What’s harder: a marathon, a triathlon, or staying away from the biscuit tin when working from home?
That’s the familiar struggle of many freelancers. Two fifths of freelancers work from home, yet only 66 per cent have a dedicated workspace. This means ‘working from home’ often means working from the sofa, the dining table, or even the bed.
Freelancers will be all too aware of the initial introduction with somebody who works in an office: “Oh, you work from home? It must be nice to never go to work.”
In fact, when time is money, as it is for most self-employed people, taking a break can be a guilt trip. Taking a break to exercise or cook a healthy meal can feel impossible – in fact, only 21 per cent of those who work from home take a full hour for lunch.
As it turns out, being your own boss means exactly that – long hours and nobody to tell you when to stop. Only a quarter of those who work from home exercise every day.
Pilates teacher Kerrie-Anne Bradley says: “We should try to move every 30 minutes. This doesn’t have to be leg-over-head stuff; it can be a walk to the kitchen, or squats while you wait for your coffee.”
Here are the real lifestyles of freelancers who work from home.
Hannah Rowe, 44, freelance PR/marketer from Cheddar, Somerset
I find it much easier to eat healthily and exercise as I work from home. In a large office, it’s always someone’s birthday so there is usually cake around. As a freelancer, if I don’t work, I don’t get paid, so I sometimes don’t even notice it is lunchtime. On balance though, I think employees live a healthier lifestyle, as they have colleagues to support them if they want to be healthy, and companies are setting up healthy living schemes.
Tim Latham, 59, founder of Unretired LLP from Caythorpe, Lincolnshire
My business is very much concerned with healthy habits. We help people in their fifties and sixties with their health and wellbeing. However, I have to try really hard to be good myself. Working from home can sound like an ideal situation, whereby exercise can be slotted into the working day, but any driven business owner will be tempted to keep working rather than take breaks for exercise.

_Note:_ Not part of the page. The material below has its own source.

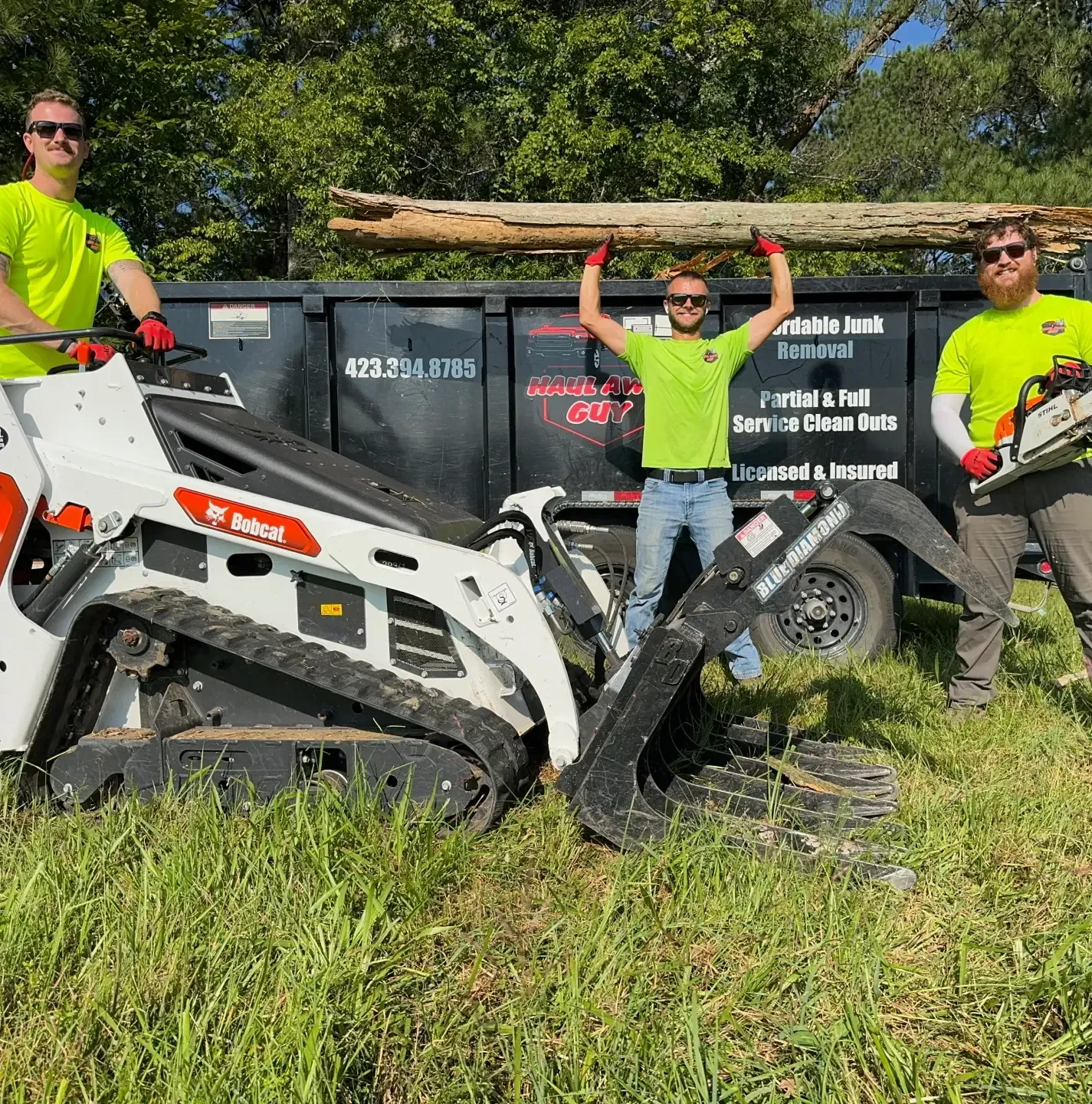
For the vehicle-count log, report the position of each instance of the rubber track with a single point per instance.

Working predominantly from home also presents more temptation with food. I suspect setbacks for someone working at home might lead to comfort eating, whereas if working alongside colleagues it may just be a quick chat with colleagues.

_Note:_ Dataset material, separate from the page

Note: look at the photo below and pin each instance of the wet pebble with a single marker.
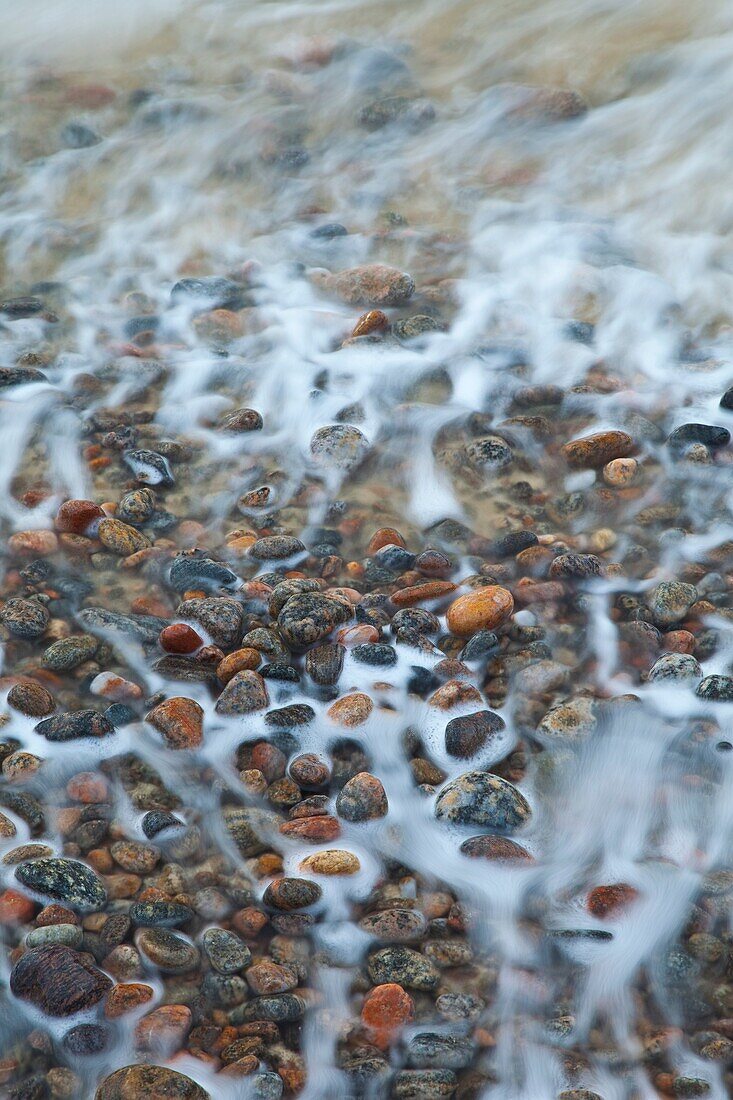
(65, 880)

Catherine Ross, 38, copywriter and internal communications specialist from West Sussex
When I work from home, I always achieve my 10,000 steps a day goal, go to the gym three times a week, and eat proper meals. In a client’s office, I tend to eat unhealthily – often eating cookies and cake – and I only do around 300 steps. I’ve been freelancing for almost a decade, so I have learned not to have too many treats around the house. One of the benefits of working from home for me is that I can make time to do household chores which get me moving.
I think it can be easier to live a healthier lifestyle when you’re self-employed. Employees are too often tied to their desks, not feeling they can justify a lunchtime walk. At home, I do have to be disciplined to make good choices, but the increased flexibility I get from setting my own timetable does make it easier to exercise.
Jas Shah, 33, freelance fintech consultant from London
For me, working from home means my diet is a lot more volatile, whereas when I was working full time it was a lot more regimented as I couldn’t cook my own healthy food. That being said, on busier days I often forget about lunch and just snack, then get to about 5pm, realise I haven’t eaten, then order a takeaway. I order a takeaway about twice a week, which equates to around £50 a week. I usually get a ‘cheeky Nando’s’ because it’s ‘healthier’ than pizza.
I do exercise regularly, though. I go to the gym three times a week and cycle on my lunches, which means I get out of the house and get some fresh air. It also gives me an endorphin boost to get through the afternoon.
Faith Young, 48 (and three quarters), freelance copywriter and PR support from Scarborough
There are days I don’t venture outside the door at all. To keep healthy, I run, as I can do this at any time, although I tend to run in the mornings, sometimes as early as 5.30am. I think being self-employed makes you healthier. I am much more organised with my time so I can fit everything in, including site visits, travel time, exercise and eating healthy food. An advantage of working from home is I can prepare meals from scratch – a spaghetti bolognaise can cook on the stove while I’m working!